Au point du jour, les habitans du château, déjà prévenus par le bruit extraordinaire qu’ils avaient entendu dans la ville, aperçurent l’armée royale en bataille devant leurs barrières et se préparant à donner l’assaut. Personne ne parlait de résister ni même de demander une capitulation ; il ne s’agissait plus que d’obtenir grace de la vie. Mais de sortir pour implorer la clémence du roi, chacun s’en défendait, craignant sa première furie. Tout à coup un chevalier navarrais nommé Martin Abarca, qui, dans les derniers troubles, avait pris parti pour les bâtards, se hasarde à une poterne, tenant entre ses bras un enfant de douze à treize ans, fils naturel du roi Alphonse et de doña Léonor. Il reconnaît le roi à ses armes, l’appelle et lui crie : « Sire ! faites-moi grace, et je cours me jeter à vos pieds et vous rendre votre frère don Juan ! — Martin Abarca, dit le roi, je pardonne à mon frère don Juan ; mais pour toi, point de grace ! — Eh bien ! dit le Navarrais en traversant le fossé, faites de moi à votre plaisir ! » Et, sans lâcher l’enfant, il vint se prosterner devant le roi. Don Pèdre, touché de cette hardiesse du désespoir, lui fit grace de la vie aux applaudissemens de tous ses chevaliers.

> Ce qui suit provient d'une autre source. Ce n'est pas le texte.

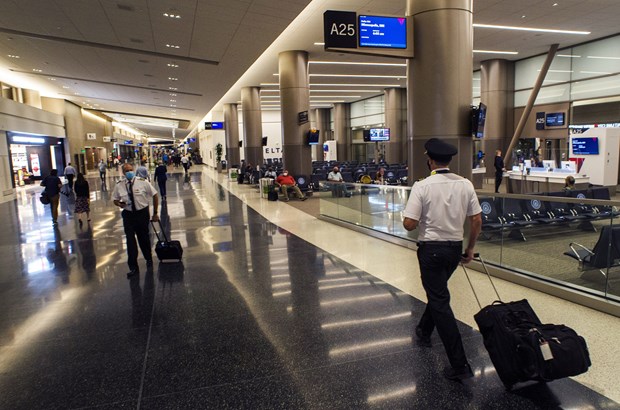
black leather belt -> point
(441, 243)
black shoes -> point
(424, 340)
(457, 374)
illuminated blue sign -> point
(383, 32)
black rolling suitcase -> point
(522, 348)
(167, 251)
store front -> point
(32, 157)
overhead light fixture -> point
(495, 52)
(541, 30)
(358, 63)
(352, 85)
(604, 57)
(358, 75)
(345, 91)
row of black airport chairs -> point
(512, 215)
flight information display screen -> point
(384, 32)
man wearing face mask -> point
(286, 181)
(439, 205)
(133, 195)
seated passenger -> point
(569, 184)
(286, 182)
(339, 187)
(271, 173)
(380, 177)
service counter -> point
(518, 183)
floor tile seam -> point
(147, 348)
(279, 374)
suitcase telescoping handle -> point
(161, 230)
(484, 266)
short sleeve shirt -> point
(441, 203)
(142, 189)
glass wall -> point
(571, 241)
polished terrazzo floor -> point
(256, 317)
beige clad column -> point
(323, 125)
(396, 121)
(439, 81)
(342, 130)
(497, 93)
(252, 125)
(294, 98)
(231, 131)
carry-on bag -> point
(167, 251)
(521, 347)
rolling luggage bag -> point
(522, 348)
(167, 251)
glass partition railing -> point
(568, 239)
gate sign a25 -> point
(340, 29)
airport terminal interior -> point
(280, 302)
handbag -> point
(44, 198)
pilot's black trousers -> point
(437, 263)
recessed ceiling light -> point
(359, 63)
(542, 30)
(495, 52)
(357, 75)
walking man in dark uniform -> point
(499, 170)
(133, 195)
(439, 205)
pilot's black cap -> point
(439, 150)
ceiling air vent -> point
(125, 7)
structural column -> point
(396, 121)
(439, 82)
(294, 99)
(252, 125)
(497, 93)
(231, 131)
(342, 130)
(323, 125)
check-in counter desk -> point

Cependant la porte du château restait toujours fermée. Don Pèdre fit avertir la reine, sa mère, qu’elle eût à paraître en sa présence. D’abord elle répondit en demandant un sauf-conduit pour elle-même et pour les seigneurs de sa suite. — « Qu’elle vienne sur-le-champ ! s’écria le roi avec impatience ; je sais ce que j’ai à faire. » On hésitait encore

  1. Cri d’alarme au moyen-âge qui revient souvent dans Froissart : « Si vinrent aux fenêtres de la porte et commençaient à crier à haute voix : Trahis ! trahis ! Adonc s’estourmirent en grand effroi, etc. » Froissart, liv. III, chap. 99.